Ontario and Quebec are moving ahead with plans to create a cap-and-trade system to fight climate change because they couldn’t wait any longer for the Canadian and U.S. governments to come up with one of their own, ­Premier Dalton McGuinty said yesterday.

The provinces have grown impatient with Ottawa’s sluggish pace in creating a national carbon-trading regime to reduce greenhouse gas emissions, he said. So Ontario has followed Quebec in introducing legislation yesterday that will pave the way for cap-and-trade in the province, he said.

“The reason that we are going to move ahead together with Quebec is because we can’t wait for Washington or Ottawa to move ahead,” McGuinty said. “And we want to make sure we have in place a framework at least — before we can talk about putting a price on carbon ... that allows Ontario businesses to know where the future is going to be.”

But that future is still murky. McGuinty couldn’t provide specifics about how the system will work, who would be targeted, whether it would set hard caps on emissions, or even penalize polluters who don’t follow the rules.

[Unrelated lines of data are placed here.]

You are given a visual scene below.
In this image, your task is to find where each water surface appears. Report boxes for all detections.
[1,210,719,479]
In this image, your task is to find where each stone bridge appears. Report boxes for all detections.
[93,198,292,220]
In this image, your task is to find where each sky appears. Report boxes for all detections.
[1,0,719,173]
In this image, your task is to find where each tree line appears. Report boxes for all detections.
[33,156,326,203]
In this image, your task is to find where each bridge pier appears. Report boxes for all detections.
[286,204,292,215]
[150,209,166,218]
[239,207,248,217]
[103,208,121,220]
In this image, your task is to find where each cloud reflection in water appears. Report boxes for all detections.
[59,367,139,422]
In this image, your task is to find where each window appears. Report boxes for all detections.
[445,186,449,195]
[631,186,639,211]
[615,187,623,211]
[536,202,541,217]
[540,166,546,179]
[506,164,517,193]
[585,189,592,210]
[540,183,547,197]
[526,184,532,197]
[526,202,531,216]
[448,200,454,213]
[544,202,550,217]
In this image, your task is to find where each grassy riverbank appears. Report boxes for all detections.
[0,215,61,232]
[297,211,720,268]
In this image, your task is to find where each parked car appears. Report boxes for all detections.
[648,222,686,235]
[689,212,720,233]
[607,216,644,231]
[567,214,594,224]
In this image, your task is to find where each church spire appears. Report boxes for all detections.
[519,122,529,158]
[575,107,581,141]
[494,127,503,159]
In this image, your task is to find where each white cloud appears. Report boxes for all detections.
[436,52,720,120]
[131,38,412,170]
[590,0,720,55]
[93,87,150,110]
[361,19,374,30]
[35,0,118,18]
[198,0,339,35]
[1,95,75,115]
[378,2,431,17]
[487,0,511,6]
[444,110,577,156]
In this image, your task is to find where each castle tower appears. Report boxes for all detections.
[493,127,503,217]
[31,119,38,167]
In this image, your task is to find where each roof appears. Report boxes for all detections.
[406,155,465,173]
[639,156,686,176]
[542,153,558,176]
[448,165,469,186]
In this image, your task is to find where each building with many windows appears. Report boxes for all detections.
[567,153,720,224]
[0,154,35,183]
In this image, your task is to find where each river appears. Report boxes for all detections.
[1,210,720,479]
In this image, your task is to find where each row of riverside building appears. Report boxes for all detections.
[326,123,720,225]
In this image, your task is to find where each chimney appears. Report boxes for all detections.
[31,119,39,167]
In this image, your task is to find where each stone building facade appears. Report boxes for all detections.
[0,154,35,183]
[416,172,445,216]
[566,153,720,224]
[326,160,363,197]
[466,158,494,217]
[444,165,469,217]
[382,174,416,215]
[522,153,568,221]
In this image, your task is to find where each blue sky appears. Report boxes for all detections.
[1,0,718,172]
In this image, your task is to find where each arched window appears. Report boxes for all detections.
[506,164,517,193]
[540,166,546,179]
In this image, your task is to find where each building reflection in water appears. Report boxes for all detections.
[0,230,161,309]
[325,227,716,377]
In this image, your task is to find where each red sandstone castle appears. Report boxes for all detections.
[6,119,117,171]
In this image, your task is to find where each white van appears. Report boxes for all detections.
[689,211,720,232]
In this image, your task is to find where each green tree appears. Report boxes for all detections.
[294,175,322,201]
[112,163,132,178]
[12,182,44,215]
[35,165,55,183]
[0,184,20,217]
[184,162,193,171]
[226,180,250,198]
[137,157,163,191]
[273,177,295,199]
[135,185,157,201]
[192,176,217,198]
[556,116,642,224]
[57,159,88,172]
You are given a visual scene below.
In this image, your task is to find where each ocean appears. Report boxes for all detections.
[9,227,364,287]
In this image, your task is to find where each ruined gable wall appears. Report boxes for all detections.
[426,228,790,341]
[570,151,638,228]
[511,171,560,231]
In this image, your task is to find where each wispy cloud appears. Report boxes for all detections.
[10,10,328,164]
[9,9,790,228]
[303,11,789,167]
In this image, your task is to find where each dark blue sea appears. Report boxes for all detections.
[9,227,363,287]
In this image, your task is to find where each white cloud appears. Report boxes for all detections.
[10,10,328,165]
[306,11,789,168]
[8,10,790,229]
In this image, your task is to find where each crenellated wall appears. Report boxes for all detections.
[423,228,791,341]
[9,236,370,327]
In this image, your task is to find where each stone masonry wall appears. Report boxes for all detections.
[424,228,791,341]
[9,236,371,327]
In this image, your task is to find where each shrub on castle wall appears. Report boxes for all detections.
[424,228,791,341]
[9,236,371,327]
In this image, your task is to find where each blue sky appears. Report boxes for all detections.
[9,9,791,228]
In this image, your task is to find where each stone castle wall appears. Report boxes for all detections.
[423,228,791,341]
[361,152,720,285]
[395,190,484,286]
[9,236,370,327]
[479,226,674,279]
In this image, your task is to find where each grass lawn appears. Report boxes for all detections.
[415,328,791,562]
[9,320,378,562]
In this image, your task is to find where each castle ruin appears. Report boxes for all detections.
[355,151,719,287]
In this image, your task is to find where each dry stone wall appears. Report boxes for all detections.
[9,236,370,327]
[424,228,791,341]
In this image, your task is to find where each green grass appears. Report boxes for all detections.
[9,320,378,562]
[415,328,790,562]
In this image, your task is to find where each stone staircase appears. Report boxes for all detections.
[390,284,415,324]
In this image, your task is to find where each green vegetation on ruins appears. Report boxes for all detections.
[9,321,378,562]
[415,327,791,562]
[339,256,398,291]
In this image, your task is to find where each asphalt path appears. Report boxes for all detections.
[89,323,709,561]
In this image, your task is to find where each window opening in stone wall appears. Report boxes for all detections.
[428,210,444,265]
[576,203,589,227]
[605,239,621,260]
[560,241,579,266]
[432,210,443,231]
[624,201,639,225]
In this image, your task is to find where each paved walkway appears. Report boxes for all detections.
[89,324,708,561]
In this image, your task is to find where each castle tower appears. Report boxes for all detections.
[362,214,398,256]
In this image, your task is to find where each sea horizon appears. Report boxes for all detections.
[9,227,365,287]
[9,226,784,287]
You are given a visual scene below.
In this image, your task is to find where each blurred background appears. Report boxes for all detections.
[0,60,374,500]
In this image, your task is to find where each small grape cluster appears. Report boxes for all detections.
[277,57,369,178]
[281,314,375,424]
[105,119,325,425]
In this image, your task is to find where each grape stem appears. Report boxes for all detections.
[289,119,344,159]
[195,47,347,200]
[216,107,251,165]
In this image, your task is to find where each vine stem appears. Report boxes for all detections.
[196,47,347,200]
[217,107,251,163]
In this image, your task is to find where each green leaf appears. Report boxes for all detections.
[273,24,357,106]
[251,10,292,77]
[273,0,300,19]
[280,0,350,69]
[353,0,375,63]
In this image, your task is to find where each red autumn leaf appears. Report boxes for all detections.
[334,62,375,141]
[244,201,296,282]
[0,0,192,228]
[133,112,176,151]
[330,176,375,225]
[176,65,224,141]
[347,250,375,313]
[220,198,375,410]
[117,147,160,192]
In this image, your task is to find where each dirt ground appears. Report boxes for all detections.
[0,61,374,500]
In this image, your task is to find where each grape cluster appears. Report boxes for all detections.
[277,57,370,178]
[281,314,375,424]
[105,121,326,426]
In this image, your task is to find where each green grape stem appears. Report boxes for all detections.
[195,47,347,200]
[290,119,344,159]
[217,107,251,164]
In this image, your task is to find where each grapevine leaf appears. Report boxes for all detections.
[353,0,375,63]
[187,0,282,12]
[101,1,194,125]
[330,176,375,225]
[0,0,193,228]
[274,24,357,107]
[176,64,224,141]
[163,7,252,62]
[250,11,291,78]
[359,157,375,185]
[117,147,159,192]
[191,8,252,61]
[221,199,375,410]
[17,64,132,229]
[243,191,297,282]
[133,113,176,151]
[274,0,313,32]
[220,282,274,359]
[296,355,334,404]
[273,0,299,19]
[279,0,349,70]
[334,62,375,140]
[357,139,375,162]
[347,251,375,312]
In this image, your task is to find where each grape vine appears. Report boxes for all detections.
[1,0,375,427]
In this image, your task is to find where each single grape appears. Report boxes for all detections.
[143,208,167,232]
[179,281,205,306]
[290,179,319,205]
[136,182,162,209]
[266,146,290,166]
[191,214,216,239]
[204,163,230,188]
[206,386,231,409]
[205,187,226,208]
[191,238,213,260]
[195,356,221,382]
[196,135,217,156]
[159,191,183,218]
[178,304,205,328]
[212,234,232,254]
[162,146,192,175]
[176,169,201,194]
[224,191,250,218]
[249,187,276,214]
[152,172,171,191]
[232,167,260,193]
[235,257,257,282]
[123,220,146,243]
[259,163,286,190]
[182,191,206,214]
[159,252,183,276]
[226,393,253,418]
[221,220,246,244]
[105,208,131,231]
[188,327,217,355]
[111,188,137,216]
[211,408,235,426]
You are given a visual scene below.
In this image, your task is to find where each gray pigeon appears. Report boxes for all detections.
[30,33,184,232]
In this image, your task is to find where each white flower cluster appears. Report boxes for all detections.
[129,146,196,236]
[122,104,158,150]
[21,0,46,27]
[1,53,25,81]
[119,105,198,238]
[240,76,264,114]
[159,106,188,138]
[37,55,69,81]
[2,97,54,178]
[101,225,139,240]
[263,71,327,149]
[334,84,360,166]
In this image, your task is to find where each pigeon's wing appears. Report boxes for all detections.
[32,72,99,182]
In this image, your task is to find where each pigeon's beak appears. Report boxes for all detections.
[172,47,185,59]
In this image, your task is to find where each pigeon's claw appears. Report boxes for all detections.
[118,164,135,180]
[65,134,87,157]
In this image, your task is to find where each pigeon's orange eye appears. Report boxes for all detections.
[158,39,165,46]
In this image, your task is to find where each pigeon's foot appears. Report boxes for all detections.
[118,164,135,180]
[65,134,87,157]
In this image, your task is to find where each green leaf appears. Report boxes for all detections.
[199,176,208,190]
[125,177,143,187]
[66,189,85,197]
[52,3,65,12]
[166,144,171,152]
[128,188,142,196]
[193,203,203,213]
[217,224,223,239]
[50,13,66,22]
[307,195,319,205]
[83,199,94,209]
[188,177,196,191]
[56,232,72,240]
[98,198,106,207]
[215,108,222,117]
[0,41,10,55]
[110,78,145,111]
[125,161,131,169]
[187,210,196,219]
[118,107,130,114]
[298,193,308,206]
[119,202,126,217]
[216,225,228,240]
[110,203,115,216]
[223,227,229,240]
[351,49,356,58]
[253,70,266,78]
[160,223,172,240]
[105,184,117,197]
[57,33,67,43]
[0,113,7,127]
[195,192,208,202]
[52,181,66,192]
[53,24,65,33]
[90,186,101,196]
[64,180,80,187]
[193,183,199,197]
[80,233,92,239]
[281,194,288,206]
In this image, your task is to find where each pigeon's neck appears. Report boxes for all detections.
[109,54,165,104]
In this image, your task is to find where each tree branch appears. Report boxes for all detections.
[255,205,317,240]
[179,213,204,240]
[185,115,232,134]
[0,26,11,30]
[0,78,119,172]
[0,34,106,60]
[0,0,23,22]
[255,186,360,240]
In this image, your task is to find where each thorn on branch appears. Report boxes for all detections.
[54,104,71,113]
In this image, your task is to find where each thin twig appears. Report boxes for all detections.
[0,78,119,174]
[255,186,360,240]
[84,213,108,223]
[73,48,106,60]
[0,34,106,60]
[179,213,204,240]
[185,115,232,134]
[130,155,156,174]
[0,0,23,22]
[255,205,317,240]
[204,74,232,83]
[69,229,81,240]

He also dodged questions about whether Ontario’s worst polluters — its coal-fired generation plants — will be forced to bear extra costs under the system, which could be passed on to taxpayers.

The government has delayed the shutdown of its coal-fired plants until 2014 at the latest, but a regional cap-and-trade system is expected to be in place by 2012.

A cap-and-trade system places a ceiling on greenhouse gases and lets participants buy and sell emissions permits within that cap. Those who don’t meet the emissions targets can buy credits from others with a surplus.

Quebec and Ontario reached their own agreement on cap-and-trade last June, which was scheduled to be in place by 2010 but was pushed back by two years.